Fri, 17th Oct '03, 7:45 pm::
Anyways, went on a LOOOOOOONG shopping/driving spree with Mason the Mighty. Went to my aunt's store and picked up my new cellphone. Then went to the Indian grocery store right next to it, got lotsa spicy and oily (just kidding) Indian food. Mason did his best to embarass me in front of all the sweet 50 yr old Indian ladies. Imagine a big strong 6'1" semi-bald white guy trying to pull a Sushmita Sen by swinging his hips and shaking his head to the beats of Mehboob Mere from Fiza. Yes. I can NEVER go to that place again without all the ladies at the counter laughing at me. Hehe! On to my aunt's house, I finally met my cuzins after almost a month. I've been busy with exams and work; haven't been able to see them at all. I finally picked up my winter clothes :) Then off to Walmart to buy myself more crap I don't need. Probably spent over $100 today for no reason whatsoever (well other than living well).

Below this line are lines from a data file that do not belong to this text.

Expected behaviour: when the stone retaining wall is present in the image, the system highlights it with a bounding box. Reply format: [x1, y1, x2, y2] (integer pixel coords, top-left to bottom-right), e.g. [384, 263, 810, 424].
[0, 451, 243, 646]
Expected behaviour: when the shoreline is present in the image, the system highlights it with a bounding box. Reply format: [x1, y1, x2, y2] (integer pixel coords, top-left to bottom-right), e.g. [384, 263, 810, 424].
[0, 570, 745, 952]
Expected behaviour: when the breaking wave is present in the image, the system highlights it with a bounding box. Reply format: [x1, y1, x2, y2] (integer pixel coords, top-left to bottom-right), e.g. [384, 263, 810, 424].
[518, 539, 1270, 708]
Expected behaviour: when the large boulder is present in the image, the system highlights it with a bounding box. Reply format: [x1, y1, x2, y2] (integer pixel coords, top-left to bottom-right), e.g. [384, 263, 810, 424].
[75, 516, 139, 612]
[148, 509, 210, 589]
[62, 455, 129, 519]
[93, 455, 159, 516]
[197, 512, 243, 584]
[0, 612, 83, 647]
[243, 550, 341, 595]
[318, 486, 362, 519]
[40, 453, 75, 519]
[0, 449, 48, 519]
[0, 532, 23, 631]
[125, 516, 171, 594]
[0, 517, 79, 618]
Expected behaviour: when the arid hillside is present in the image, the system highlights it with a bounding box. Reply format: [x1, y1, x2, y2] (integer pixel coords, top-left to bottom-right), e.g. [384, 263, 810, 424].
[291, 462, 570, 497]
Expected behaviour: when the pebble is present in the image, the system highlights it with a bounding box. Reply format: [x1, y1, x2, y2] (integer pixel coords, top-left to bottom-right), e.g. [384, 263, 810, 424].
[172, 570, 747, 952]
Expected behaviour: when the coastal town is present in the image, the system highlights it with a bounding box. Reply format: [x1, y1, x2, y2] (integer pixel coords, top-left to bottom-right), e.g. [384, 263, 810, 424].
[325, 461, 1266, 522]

On the way back to the bunker from Walmart, Mason told me how he admired his best friend Dee the most in the world when it comes to personality. And added he admired me the most when it comes to intelligence and do-it-yourself-attitude. I said thanks but what did he mean by do-it-yourself? He answered that he respected the fact that despite being giving everything a man could ask for in life, I decided to build it all on my own. I had previously told him how my dad gave me a car @ 18 (though I could not drive, or rather, was too scared to) and how my aunt and uncle have done their best to help me get a good education here and still want me to leave my bunker and go back to live with them. He said, "if there was ANYONE else in your place, he would have taken the car at 18 and that good job at your dad's friend's company, or still lived in that awesome house with your aunt - but you do not. Because you want to make everything on your own, with your own efforts, and I respect that." While that made me feel like I just got a phone call from the Nobel Institute, it made me realize how much his interpretation of my life conflicted with my understand of it. To him, it was an admirable thing for me to give up what was given to me so that I can make it on my own. To me, it seems like I have forever been ungrateful to anyone who gives me anything lovingly. Many times I wonder if this whole "I-want-this-I-want-that" attitude will take me away from what the most important elements in life are - family, friends, love. I don't know the answer, but I'm intimidated by its potential ill-effects. Yet I am enticed by the glory it offers. And once again, all I can say with certainity, is that the answer lies somewhere in the middle, balanced, normalized.